Pada saat sang ibu mengejan untuk melahirkan bayinya, kemungkinan besar akan sekaligus mengeluarkan kotoran. Hal ini sangatlah normal, maka dari bidan akan segera membersihkannya. Tetapi hal tersebut bisa meningkatkan resiko infeksi terhadap bayi.

5. Tenggelam

Ketika berada di dalam air, pasti ada resiko untuk tenggelam. Ada resiko bayi terlalu lama di dalam air atau tenggelam sampai menderita asphyxiation yang merupakan suatu kondisi kekurangan oksigen untuk tubuh yang diakibatkan pernapasan abnormal.

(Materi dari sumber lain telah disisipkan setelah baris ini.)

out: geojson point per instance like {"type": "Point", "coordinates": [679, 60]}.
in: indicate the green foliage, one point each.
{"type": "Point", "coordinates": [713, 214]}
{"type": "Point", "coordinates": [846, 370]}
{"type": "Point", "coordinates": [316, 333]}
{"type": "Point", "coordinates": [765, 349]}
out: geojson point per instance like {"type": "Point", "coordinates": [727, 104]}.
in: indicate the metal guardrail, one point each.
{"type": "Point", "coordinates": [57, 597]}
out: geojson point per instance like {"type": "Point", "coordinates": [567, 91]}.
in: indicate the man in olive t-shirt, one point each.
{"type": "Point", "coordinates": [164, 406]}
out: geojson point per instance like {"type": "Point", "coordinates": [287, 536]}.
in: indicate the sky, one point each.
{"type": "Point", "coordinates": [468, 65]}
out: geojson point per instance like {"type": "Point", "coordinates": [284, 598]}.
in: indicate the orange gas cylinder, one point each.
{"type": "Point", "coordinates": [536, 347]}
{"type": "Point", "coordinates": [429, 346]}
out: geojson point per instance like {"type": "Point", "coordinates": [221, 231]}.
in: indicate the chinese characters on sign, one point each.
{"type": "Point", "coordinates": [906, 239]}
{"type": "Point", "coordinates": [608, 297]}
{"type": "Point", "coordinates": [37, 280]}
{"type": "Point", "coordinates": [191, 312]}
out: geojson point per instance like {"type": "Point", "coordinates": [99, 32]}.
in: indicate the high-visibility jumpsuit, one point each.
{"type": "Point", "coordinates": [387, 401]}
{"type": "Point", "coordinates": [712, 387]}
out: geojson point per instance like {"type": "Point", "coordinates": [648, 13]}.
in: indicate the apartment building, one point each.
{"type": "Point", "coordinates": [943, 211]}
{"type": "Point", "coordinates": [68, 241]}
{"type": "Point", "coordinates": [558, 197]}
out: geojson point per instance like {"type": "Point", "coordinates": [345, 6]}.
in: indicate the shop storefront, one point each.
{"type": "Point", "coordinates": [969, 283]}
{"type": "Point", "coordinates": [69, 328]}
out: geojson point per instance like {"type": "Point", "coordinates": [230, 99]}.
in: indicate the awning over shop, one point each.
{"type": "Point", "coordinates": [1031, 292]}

Cara apapun yang kemudian telah dipilih untuk melahirkan, yang terpenting yaitu mendahulukan keselamatan. Lakukan pertimbangan seluruh kemungkinan yang akan terjadi dengan cara konsultasi dengan dokter kandungan serta ahli medis profesional untuk mendapatkan hasil yang terbaik.

Sekian pembahasan mengenai melahirnkan normal dalam air (Water Birth), semoga dapat bermanfaat. Terima kasih.